Yale historian David Brion Davis wins National Book Critics Circle Award
David Brion Davis, Sterling Professor Emeritus of American History, has won the 2015 National Book Critics Circle Award in general non-fiction for his book “The Problem of Slavery in the Age of Emancipation” (Knopf, 2014).
The culmination of more than 50 years of research, Davis’ award-winning work is the third volume in his “Problem of Slavery” trilogy, which includes the Pulitzer Prize-winning “The Problem of Slavery in Western Culture” (1966) and “The Problem of Slavery in the Age of Revolution, 1770–1823” (1975).
This latest work suggests that slavery is both the cornerstone of and the fundamental challenge to the basic principles of New World nation-building: labor and production, citizenship and human rights. The New York Times’ Sunday Book Review described “The Problem of Slavery in the Emancipation” as a “superb” book that “should be essential reading for anyone wishing to understand our complex and contradictory past.”

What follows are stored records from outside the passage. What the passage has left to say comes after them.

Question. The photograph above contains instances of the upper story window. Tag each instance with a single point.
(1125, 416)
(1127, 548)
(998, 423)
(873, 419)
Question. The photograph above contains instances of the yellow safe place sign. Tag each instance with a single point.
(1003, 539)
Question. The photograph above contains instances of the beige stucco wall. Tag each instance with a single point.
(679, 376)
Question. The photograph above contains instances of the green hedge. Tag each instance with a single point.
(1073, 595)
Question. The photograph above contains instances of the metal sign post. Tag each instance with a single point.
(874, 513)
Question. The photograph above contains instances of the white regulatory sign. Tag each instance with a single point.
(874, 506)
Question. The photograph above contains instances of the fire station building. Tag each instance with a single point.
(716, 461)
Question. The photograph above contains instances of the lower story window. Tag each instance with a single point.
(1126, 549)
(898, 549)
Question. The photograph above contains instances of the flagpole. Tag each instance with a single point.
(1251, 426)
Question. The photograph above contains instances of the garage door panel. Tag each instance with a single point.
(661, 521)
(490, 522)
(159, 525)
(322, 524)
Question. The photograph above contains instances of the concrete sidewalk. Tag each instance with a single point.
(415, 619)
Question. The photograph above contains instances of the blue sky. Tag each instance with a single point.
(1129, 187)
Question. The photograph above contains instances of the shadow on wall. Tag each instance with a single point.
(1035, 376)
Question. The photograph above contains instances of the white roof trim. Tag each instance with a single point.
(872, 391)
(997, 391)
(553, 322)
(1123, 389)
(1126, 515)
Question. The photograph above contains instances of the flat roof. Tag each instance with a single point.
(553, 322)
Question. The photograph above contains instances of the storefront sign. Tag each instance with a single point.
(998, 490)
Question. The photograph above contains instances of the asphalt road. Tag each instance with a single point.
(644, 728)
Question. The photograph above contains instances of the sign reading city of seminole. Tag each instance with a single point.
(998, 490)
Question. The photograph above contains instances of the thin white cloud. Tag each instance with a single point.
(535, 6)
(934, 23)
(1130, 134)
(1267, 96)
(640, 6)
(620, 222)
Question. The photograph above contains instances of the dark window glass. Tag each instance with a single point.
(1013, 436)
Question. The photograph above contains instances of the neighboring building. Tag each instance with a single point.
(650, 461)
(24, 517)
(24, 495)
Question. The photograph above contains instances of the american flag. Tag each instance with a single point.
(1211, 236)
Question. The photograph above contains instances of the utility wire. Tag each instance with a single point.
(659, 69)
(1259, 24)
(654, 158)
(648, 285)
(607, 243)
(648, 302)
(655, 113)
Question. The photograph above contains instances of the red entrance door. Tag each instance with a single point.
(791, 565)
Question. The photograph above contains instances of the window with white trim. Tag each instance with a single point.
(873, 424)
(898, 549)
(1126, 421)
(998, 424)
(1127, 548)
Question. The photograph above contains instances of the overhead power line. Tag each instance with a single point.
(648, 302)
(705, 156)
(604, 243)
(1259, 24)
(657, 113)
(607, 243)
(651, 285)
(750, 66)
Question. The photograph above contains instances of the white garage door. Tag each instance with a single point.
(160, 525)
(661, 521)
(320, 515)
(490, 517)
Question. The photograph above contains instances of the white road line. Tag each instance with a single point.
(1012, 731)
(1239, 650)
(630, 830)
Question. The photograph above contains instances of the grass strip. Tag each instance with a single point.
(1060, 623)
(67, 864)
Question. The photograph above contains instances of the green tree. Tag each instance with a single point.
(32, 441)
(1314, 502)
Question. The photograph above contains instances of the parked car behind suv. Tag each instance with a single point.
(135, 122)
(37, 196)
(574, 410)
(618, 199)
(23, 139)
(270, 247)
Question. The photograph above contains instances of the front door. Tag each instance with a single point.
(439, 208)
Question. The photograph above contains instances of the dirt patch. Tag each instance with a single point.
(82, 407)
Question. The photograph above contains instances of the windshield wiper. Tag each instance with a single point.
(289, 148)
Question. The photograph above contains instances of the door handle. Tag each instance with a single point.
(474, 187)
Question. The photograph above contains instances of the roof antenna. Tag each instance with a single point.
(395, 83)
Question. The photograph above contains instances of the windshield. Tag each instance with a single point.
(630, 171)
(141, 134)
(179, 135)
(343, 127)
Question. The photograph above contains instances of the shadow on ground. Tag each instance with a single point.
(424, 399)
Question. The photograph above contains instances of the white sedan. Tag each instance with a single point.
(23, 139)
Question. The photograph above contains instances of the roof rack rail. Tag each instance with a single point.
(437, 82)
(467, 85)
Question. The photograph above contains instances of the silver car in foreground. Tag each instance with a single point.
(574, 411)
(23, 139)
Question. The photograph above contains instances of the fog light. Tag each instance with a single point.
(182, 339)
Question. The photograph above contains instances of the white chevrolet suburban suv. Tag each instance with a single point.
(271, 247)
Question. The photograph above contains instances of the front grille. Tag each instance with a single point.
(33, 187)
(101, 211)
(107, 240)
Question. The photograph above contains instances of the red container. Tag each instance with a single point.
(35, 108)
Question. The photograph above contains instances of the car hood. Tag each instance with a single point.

Widely recognized as one of the foremost authorities on the history of slavery and abolitionism, as well as one of the most influential cultural and intellectual historians of his generation, Davis is director emeritus of Yale’s Gilder Lehrman Center for the Study of Slavery, Resistance, and Abolition. He is the author or editor of 16 books, including “Inhuman Bondage: The Rise and Fall of Slavery in the New World” and “Slavery and Human Progress.”